Still, with the state governments facing the budget crunch and with tax revenues
still far below their levels of several years ago, legislatures and governors – though not in California, Lockyer hoped – often look solely at budget cuts to balance the books. That would include worker cuts, pension cuts and program cuts, he said.
“It’s not like you’re cutting one account and X number of jobs,” if that happens, he elaborated about his state’s looming $28 billion deficit, which Gov. Jerry Brown, D-Calif., and the legislature are tackling.
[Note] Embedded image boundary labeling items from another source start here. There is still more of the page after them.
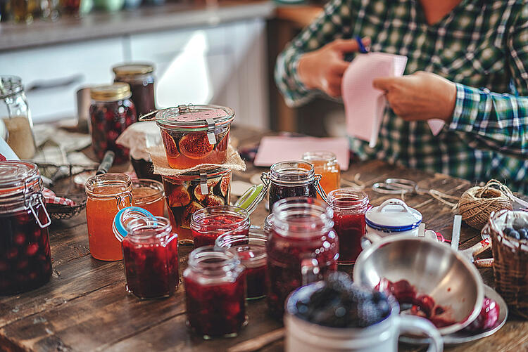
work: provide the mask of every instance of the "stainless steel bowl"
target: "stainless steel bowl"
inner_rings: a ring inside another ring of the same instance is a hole
[[[439,328],[442,335],[463,329],[480,313],[484,283],[478,270],[451,247],[407,235],[389,236],[361,252],[356,261],[353,280],[374,288],[380,279],[406,280],[419,294],[451,307],[458,322]]]

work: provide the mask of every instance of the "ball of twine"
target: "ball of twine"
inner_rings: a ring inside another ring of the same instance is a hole
[[[511,193],[508,187],[497,180],[490,180],[484,187],[473,187],[464,192],[458,201],[458,213],[467,225],[481,230],[492,211],[513,209],[512,200],[508,195]]]

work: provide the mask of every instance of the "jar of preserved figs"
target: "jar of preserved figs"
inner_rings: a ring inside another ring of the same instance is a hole
[[[154,180],[142,179],[132,181],[132,204],[150,211],[154,216],[165,214],[163,185]]]
[[[360,190],[338,189],[328,193],[327,202],[334,210],[334,230],[339,239],[338,263],[353,264],[362,250],[361,237],[367,232],[368,195]]]
[[[216,239],[215,246],[236,253],[246,273],[247,299],[266,295],[266,241],[268,233],[251,228],[247,234],[230,231]]]
[[[132,91],[132,100],[137,116],[156,110],[154,100],[154,67],[146,63],[130,63],[112,68],[114,82],[127,83]]]
[[[42,286],[51,275],[51,223],[37,165],[0,162],[0,295]]]
[[[246,278],[236,253],[194,249],[183,280],[187,325],[203,339],[237,336],[247,324]]]
[[[125,174],[103,174],[90,177],[84,185],[88,199],[86,219],[90,253],[96,259],[119,261],[121,242],[112,230],[115,214],[132,202],[132,183]]]
[[[128,207],[115,215],[113,229],[122,242],[127,291],[144,299],[174,294],[180,284],[178,241],[169,220]]]
[[[232,109],[217,105],[180,105],[159,111],[156,121],[170,167],[224,163],[234,118]]]
[[[96,157],[103,159],[106,150],[115,153],[114,163],[129,159],[129,150],[115,141],[127,127],[137,121],[136,107],[130,100],[130,86],[126,83],[98,86],[91,89],[90,122]]]
[[[192,245],[191,218],[206,207],[230,204],[231,170],[215,169],[163,176],[165,199],[172,228],[183,245]]]
[[[238,207],[219,205],[200,209],[191,218],[194,248],[214,245],[218,236],[232,230],[247,235],[250,226],[249,213]]]
[[[282,318],[284,301],[297,287],[337,270],[339,240],[332,208],[315,197],[294,197],[273,207],[273,225],[266,242],[268,304]]]

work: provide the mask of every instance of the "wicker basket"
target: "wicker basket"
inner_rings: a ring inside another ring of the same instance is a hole
[[[501,210],[492,213],[483,233],[493,243],[495,287],[512,313],[528,320],[528,240],[517,240],[503,233],[515,219],[528,221],[528,213]]]

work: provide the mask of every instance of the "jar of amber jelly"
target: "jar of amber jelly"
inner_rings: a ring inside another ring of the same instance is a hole
[[[132,180],[125,174],[103,174],[90,177],[85,183],[86,219],[90,253],[96,259],[122,259],[121,242],[112,230],[115,214],[132,205]]]
[[[204,246],[183,273],[187,325],[205,339],[231,337],[247,324],[246,277],[236,253]]]
[[[37,165],[0,162],[0,295],[42,286],[51,275],[51,223]]]

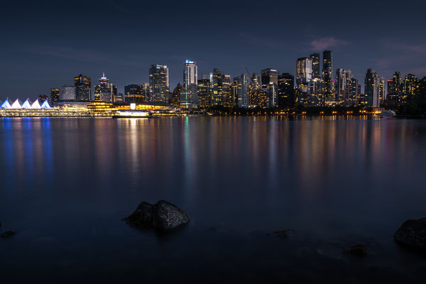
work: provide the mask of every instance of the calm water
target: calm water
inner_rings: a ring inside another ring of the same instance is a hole
[[[8,283],[426,276],[392,239],[426,217],[425,121],[2,119],[0,158],[0,231],[17,231],[0,239]],[[162,199],[188,227],[164,237],[121,221]]]

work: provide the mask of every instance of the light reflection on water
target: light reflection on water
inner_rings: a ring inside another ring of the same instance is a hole
[[[396,250],[395,229],[426,216],[425,142],[423,121],[364,116],[5,119],[0,222],[19,231],[16,244],[48,236],[99,257],[116,247],[117,259],[134,261],[122,243],[142,246],[141,236],[121,218],[140,201],[165,199],[192,216],[186,239],[168,241],[176,250],[211,226],[291,228],[313,239],[359,234]],[[163,245],[143,237],[144,251],[158,256]],[[218,251],[232,251],[224,241]],[[0,254],[9,249],[0,244]],[[91,259],[45,249],[53,261],[60,253]]]

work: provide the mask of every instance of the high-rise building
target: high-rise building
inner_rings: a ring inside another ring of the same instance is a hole
[[[182,92],[183,86],[180,83],[178,83],[176,87],[173,89],[172,93],[172,106],[179,106],[179,99],[180,99],[180,94]]]
[[[200,106],[197,95],[197,68],[194,61],[187,60],[183,70],[183,92],[180,94],[179,103],[185,109],[193,109]]]
[[[99,79],[99,84],[94,86],[94,100],[96,102],[114,102],[114,94],[116,94],[116,86],[109,82],[109,79],[105,77],[105,72]]]
[[[320,53],[312,53],[309,55],[312,62],[312,79],[321,79],[320,72]]]
[[[351,82],[354,76],[350,69],[337,69],[336,70],[336,82],[334,92],[336,104],[349,106],[354,104],[351,97]]]
[[[59,89],[50,89],[50,103],[59,101]]]
[[[75,87],[65,84],[62,86],[62,92],[59,95],[60,101],[75,101]]]
[[[170,92],[168,68],[166,65],[152,65],[149,69],[149,101],[166,104]]]
[[[367,106],[379,107],[381,77],[372,69],[366,74],[365,97]]]
[[[75,99],[87,102],[92,100],[92,82],[89,77],[79,74],[74,77]]]
[[[198,100],[200,107],[209,107],[212,105],[212,82],[209,79],[198,80]]]
[[[235,80],[236,79],[236,80]],[[236,106],[248,107],[250,105],[248,98],[248,77],[246,74],[234,79],[236,82]]]
[[[290,73],[278,76],[278,106],[293,106],[295,104],[295,77]]]
[[[333,104],[335,97],[333,94],[333,52],[322,53],[322,80],[324,80],[324,96],[326,104]]]
[[[212,106],[222,105],[223,102],[223,83],[222,74],[218,69],[213,69],[213,96]]]

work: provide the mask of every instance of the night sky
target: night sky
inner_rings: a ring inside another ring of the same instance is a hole
[[[218,68],[231,77],[275,68],[295,72],[296,59],[334,52],[364,84],[373,68],[426,75],[424,1],[7,1],[0,9],[0,99],[48,94],[82,73],[92,85],[105,71],[123,92],[148,82],[151,64],[169,67],[170,89],[183,62],[199,77]]]

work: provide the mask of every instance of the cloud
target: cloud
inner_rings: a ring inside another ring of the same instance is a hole
[[[333,37],[320,38],[310,42],[310,45],[315,51],[337,48],[340,46],[347,45],[348,43],[346,41],[334,38]]]

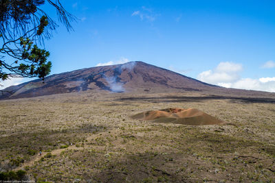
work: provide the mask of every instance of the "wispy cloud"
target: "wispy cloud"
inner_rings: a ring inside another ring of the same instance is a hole
[[[141,10],[134,11],[131,16],[139,16],[142,21],[146,20],[149,22],[153,22],[160,14],[155,13],[151,8],[142,6]]]
[[[275,68],[275,62],[272,60],[267,61],[261,67],[263,69]]]
[[[174,71],[175,73],[177,73],[182,74],[182,75],[186,75],[186,73],[192,71],[192,69],[185,69],[185,70],[184,69],[180,69],[179,68],[175,68],[173,66],[170,66],[168,67],[168,69],[170,71]]]
[[[23,77],[10,77],[4,81],[0,82],[0,90],[3,90],[7,87],[14,85],[18,85],[23,82]]]
[[[221,62],[212,70],[199,74],[197,79],[226,88],[275,92],[275,77],[241,78],[243,66],[234,62]]]
[[[107,62],[103,62],[103,63],[98,63],[96,65],[96,66],[107,66],[107,65],[113,65],[113,64],[125,64],[126,62],[129,62],[129,60],[128,58],[121,57],[119,60],[111,60]]]

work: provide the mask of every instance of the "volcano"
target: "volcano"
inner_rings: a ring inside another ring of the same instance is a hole
[[[188,125],[209,125],[224,123],[223,121],[195,108],[166,108],[150,110],[131,117],[133,119],[164,123]]]
[[[248,90],[209,84],[142,62],[96,66],[55,74],[6,88],[2,99],[32,97],[57,93],[91,90],[110,93],[165,93],[202,92],[239,94]],[[253,91],[250,94],[263,94]]]

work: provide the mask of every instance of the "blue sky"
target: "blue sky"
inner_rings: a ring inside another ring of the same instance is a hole
[[[274,1],[60,1],[79,21],[45,41],[52,74],[141,60],[214,84],[275,92]]]

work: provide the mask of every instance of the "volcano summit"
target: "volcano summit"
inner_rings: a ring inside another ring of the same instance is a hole
[[[225,88],[201,82],[142,62],[96,66],[55,74],[5,89],[1,98],[20,98],[57,93],[93,90],[111,93],[184,93],[240,94],[248,90]],[[250,91],[250,94],[263,92]]]

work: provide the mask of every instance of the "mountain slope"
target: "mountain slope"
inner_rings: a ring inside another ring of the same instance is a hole
[[[6,89],[10,93],[2,98],[30,97],[89,90],[113,93],[247,92],[204,83],[142,62],[130,62],[52,75],[45,79],[45,84],[36,80],[10,86]],[[254,91],[254,93],[263,93]]]

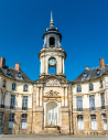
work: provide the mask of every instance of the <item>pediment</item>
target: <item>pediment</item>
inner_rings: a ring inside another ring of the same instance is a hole
[[[46,86],[61,86],[58,79],[50,78],[46,80]]]
[[[60,97],[57,91],[50,90],[45,94],[44,97]]]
“It’s a question of do you cut the $9.50-an-hour home health care aides” – who are now unionized in California – “who help keep people in their homes and out of nursing homes.” Other questions include whether the University of California system would lay off workers or impose another huge tuition hike and what would happen to education aid to local governments, which is roughly half the state budget.
“If that gets cut, maybe 40,000 teachers get laid off, the schools shut down for several weeks and the cafeteria workers go home without paychecks. It’s a question of cutting 500,000-600,000 state and local jobs, and that’s a lot in California,” he said.